Schriesheim/Heidelberg. (pol) Die Hilfsbereitschaft und Spendenfreudigkeit häufig älterer Menschen wurde in den letzten Wochen häufig ausgenutzt, um sie zu bestehlen. So geschehen auch am frühen Donnerstagnachmittag, kurz vor 13 Uhr, auf dem Parkplatz des Aldi-Marktes in der Karl-Bosch-Straße in Schriesheim. Eine junge Frau legte einem 75-jährigen Mann ein Schriftstück vor, nach dem sie taubstumm sei und um eine Spende bitte. Der Rentner zückte seinen Geldbeutel und gab ihr gerade mehrere Münzen, als eine zweite Frau herantrat und den Senior geschickt in ein Gespräch verstrickte. Diese Situation nutzte die Unbekannte, um dem 75-Jährigen Geld aus dem Scheinfach des Geldbeutels zu entwenden. Später an der Kasse des Einkaufsmarktes bemerkte der Rentner, dass ihm 350 Euro gestohlen worden waren.

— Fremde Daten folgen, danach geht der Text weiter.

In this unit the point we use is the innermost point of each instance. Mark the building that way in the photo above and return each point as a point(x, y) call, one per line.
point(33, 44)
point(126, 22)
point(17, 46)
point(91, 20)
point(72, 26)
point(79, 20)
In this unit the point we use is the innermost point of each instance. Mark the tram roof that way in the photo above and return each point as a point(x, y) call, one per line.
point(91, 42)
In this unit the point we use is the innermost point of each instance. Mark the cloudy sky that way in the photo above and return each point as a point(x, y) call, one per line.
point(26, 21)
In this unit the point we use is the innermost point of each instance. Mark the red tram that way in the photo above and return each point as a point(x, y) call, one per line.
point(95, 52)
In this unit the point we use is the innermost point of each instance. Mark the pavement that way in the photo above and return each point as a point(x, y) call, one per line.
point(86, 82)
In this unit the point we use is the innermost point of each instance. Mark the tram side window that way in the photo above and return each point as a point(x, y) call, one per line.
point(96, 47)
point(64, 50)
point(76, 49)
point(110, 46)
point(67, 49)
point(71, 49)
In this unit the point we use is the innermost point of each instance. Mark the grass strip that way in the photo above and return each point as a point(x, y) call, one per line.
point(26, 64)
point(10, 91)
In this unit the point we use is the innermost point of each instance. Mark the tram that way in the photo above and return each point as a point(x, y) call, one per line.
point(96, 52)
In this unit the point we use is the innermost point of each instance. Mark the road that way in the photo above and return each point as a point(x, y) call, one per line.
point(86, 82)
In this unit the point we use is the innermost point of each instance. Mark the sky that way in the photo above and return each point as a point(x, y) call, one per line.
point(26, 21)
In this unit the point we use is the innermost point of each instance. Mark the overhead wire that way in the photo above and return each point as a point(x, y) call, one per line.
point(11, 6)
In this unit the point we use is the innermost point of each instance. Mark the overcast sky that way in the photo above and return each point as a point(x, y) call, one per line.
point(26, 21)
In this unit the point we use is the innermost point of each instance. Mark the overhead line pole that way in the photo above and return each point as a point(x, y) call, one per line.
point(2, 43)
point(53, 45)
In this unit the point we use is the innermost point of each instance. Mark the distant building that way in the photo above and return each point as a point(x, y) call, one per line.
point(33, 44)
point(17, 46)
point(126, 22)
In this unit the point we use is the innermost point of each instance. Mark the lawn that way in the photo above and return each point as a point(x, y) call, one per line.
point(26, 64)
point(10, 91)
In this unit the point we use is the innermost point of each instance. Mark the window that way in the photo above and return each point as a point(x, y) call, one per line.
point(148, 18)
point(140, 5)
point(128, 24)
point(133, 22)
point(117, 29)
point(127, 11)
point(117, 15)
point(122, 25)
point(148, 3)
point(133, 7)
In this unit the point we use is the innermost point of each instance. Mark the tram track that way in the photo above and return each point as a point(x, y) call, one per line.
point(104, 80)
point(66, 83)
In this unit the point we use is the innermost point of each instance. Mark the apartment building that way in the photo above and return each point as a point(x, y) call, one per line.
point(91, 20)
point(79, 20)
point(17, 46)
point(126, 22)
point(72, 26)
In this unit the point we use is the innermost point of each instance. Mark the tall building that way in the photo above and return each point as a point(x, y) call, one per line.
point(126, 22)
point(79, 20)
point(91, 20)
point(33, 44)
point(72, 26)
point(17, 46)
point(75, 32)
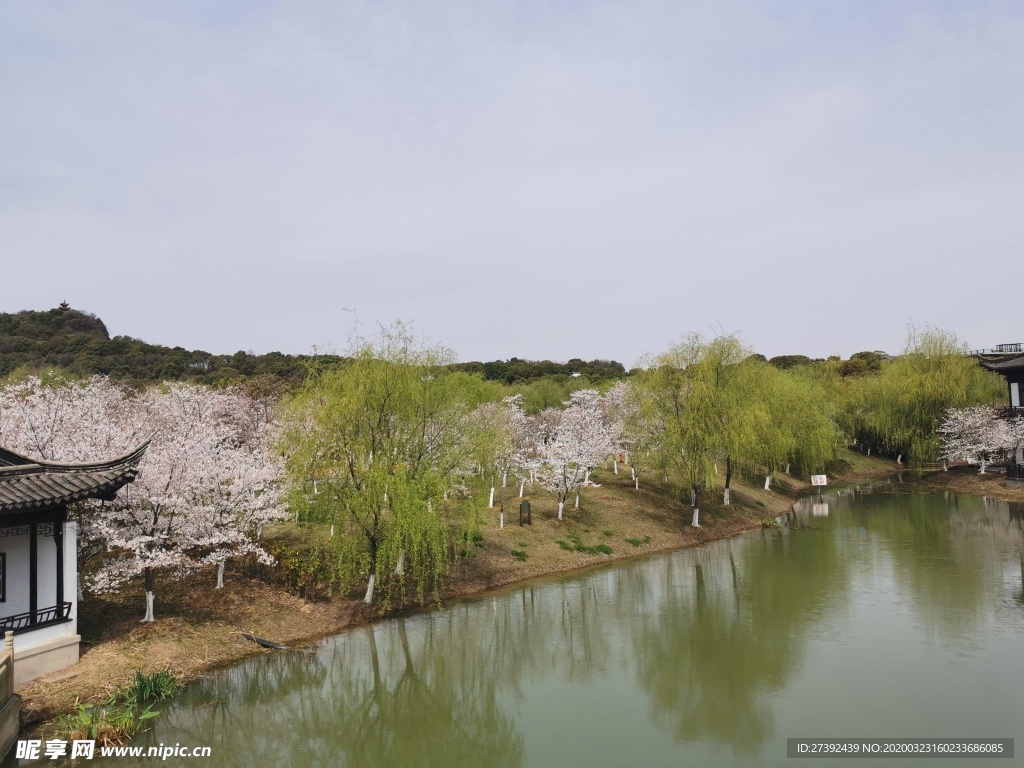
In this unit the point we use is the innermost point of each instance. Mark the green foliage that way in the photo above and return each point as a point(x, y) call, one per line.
point(153, 687)
point(899, 408)
point(515, 371)
point(579, 546)
point(373, 445)
point(122, 715)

Er informierte sofort die Polizei. Eine intensive Fahndung im gesamten Schriesheimer Gebiet verlief jedoch ohne Ergebnis. Die beiden jungen, ähnlich aussehenden Frauen werden wie folgt beschrieben: erste Frau: circa 18 Jahre; mit circa 1,55 Meter auffallend klein; schlank; schwarze, hochgesteckte Haare; osteuropäisches Aussehen. Sie trug eine schwarze Hose und ein graues Oberteil. Zweite Frau: circa 18 Jahre, circa 1,60 Meter, schlank, ebenfalls schwarze, hochgesteckte Haare, osteuropäisches Aussehen. Sie trug eine schwarze Hose.

Bereits am 2. April war es in der Talstraße in Schriesheim zu einem ähnlich gelagerten Fall gekommen. Einer hilfsbereiten Spenderin waren dort 200 Euro unbemerkt von zwei gemeinsam agierenden und gebrochen Deutsch sprechenden jungen Frauen aus dem Geldbeutel gestohlen worden, die angeblich für Kinder in Not sammelten. Ob Verbindungen zu beiden Fällen bestehen, ist Gegenstand weiterer Ermittlungen des Polizeipostens Schriesheim. Eine ähnliche Vorgehensweise, mit dem Verdacht auf eine Querverbindung zu den Schriesheimer Fällen, legte eine Gruppe junger Frauen am 1. April bei einer 60-Jährigen in der Heidelberger Weststadt an den Tag. Nach Vorlage einer sogenannten "Spendenliste" spendete die hilfsbereite Frau mehrere Euro. Kurze Zeit später stellte sie den Verlust von nahezu 200 Euro fest.

Zeugen werden gebeten, sich mit der Weinheimer Polizei - Telefon 06201/ 10030 - in Verbindung zu setzen.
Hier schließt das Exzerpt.